Publicly, the Reagan team continued dumping on the Contra-cocaine allegations and playing the find-any-possible-reason-to-reject-a-witness game. The major news media went along, leading to much mainstream ridicule of a 1989 investigative report by Sen. John Kerry, D-Massachusetts, who uncovered more drug connections implicating the Contras and the Reagan administration.
Only occasionally, such as when the George H.W. Bush administration needed witnesses to convict Panamanian dictator Manuel Noriega did the Contra-cocaine evidence pop onto Official Washington's radar screens.
During Noriega's drug-trafficking trial in 1991, U.S. prosecutors called as a witness Colombian Medellin cartel kingpin Carlos Lehder, who -- along with implicating Noriega -- testified that the cartel had given $10 million to the Contras, an allegation first unearthed by Sen. Kerry. "The Kerry hearings didn't get the attention they deserved at the time," a Washington Post editorial on Nov. 27, 1991, acknowledged. "The Noriega trial brings this sordid aspect of the Nicaraguan engagement to fresh public attention."
But the Post offered its readers no explanation for why Kerry's hearings had been largely ignored, with the Post itself a leading culprit in this journalistic misfeasance. Nor did the Post and the other leading newspapers use the opening created by the Noriega trial to do anything to rectify their past neglect.
Everything quickly returned to the status quo in which the desired perception of the noble Contras trumped the clear reality of their criminal activities. Instead of recognizing the skewed moral compass of the Reagan administration, Congress was soon falling over itself to attach Reagan's name to as many public buildings and facilities as possible, including Washington's National Airport.
Meanwhile, those of us in journalism who had exposed the national security crimes of the 1980s saw our careers mostly sink or go sideways. We were regarded as "pariahs" in our profession.
As for me, shortly after the Iran-Contra scandal broke wide open in fall 1986, I accepted a job at Newsweek, one of the many mainstream news outlets that had long ignored Contra-connected scandals and briefly thought it needed to bolster its coverage. But I soon discovered that senior editors remained hostile toward the Iran-Contra story and related spinoff scandals, including the Contra-cocaine mess.
After losing battle after battle with my Newsweek editors, I departed the magazine in June 1990 to write a book (called Fooling America) about the decline of the Washington press corps and the parallel rise of a new generation of government propagandists.
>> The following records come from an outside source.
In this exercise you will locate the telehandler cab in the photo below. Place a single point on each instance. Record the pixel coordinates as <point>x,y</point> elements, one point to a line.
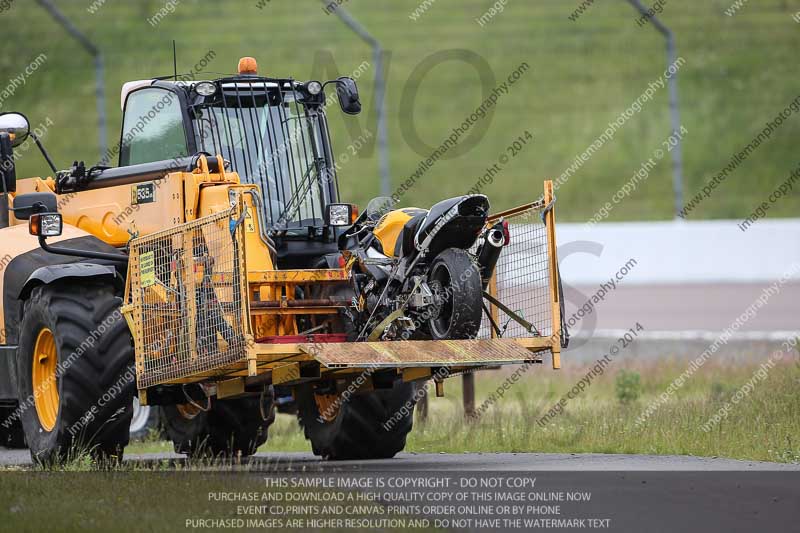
<point>216,266</point>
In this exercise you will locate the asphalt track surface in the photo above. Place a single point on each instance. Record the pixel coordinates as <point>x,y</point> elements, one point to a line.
<point>475,462</point>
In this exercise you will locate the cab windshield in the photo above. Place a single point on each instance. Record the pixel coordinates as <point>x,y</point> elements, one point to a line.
<point>274,141</point>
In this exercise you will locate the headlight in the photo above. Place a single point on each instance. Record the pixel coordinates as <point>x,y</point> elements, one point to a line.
<point>45,224</point>
<point>314,87</point>
<point>340,214</point>
<point>205,88</point>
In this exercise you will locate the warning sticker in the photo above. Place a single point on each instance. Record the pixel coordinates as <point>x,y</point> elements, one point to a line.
<point>249,224</point>
<point>147,267</point>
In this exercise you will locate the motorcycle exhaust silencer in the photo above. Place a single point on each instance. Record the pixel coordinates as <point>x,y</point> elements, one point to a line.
<point>489,253</point>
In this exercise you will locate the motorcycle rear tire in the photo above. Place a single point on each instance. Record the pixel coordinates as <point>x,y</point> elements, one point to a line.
<point>457,280</point>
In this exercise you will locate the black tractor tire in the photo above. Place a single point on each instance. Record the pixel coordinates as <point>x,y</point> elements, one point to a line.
<point>95,377</point>
<point>359,429</point>
<point>457,281</point>
<point>11,433</point>
<point>229,428</point>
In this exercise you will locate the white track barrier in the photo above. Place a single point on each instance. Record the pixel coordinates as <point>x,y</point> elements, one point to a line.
<point>679,252</point>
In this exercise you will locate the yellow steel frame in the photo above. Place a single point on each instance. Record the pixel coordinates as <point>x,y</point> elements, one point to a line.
<point>293,363</point>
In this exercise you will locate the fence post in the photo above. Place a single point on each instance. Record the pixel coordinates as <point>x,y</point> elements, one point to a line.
<point>468,394</point>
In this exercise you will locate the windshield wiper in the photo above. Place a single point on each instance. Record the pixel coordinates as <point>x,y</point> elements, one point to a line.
<point>302,190</point>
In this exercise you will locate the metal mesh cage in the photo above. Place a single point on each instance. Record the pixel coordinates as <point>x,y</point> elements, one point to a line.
<point>187,296</point>
<point>522,278</point>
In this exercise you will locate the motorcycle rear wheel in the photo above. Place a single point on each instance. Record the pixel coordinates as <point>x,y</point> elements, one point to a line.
<point>456,283</point>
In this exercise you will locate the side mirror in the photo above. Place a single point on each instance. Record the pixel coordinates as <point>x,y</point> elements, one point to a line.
<point>45,224</point>
<point>27,204</point>
<point>347,90</point>
<point>16,125</point>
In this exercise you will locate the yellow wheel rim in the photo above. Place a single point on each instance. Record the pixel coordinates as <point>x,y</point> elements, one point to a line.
<point>45,388</point>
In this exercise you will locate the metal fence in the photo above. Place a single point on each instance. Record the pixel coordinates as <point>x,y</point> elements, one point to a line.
<point>187,291</point>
I was also hired by PBS Frontline to investigate whether there had been a prequel to the Iran-Contra scandal -- whether those arms-for-hostage deals in the mid-1980s had been preceded by contacts between Reagan's 1980 campaign staff and Iran, which was then holding 52 Americans hostage and essentially destroying Jimmy Carter's reelection hopes. [For more on that topic, see Robert Parry's Secrecy & Privilege and America's Stolen Narrative.]
Finding New Ways
In 1995, frustrated by the growing triviality of American journalism -- and acting on the advice of and with the assistance of my oldest son Sam -- I turned to a new medium and launched the Internet's first investigative news magazine, known as Consortiumnews.com. The Web site became a way for me to put out well-reported stories that my former mainstream colleagues ignored or mock.
So, when Gary Webb called me in 1996 to talk about the Contra-cocaine story, I explained some of this tortured history and urged him to make sure that his editors were firmly behind him. He sounded perplexed at my advice and assured me that he had the solid support of his editors.
When Webb's "Dark Alliance" series finally appeared in late August 1996, it initially drew little attention. The major national news outlets applied their usual studied indifference to a topic that they had already judged unworthy of serious attention.
But Webb's story proved hard to ignore. First, unlike the work that Barger and I did for AP in the mid-1980s, Webb's series wasn't just a story about drug traffickers in Central America and their protectors in Washington. It was about the on-the-ground consequences, inside the United States, of that drug trafficking, how the lives of Americans were blighted and destroyed as the collateral damage of a U.S. foreign policy initiative.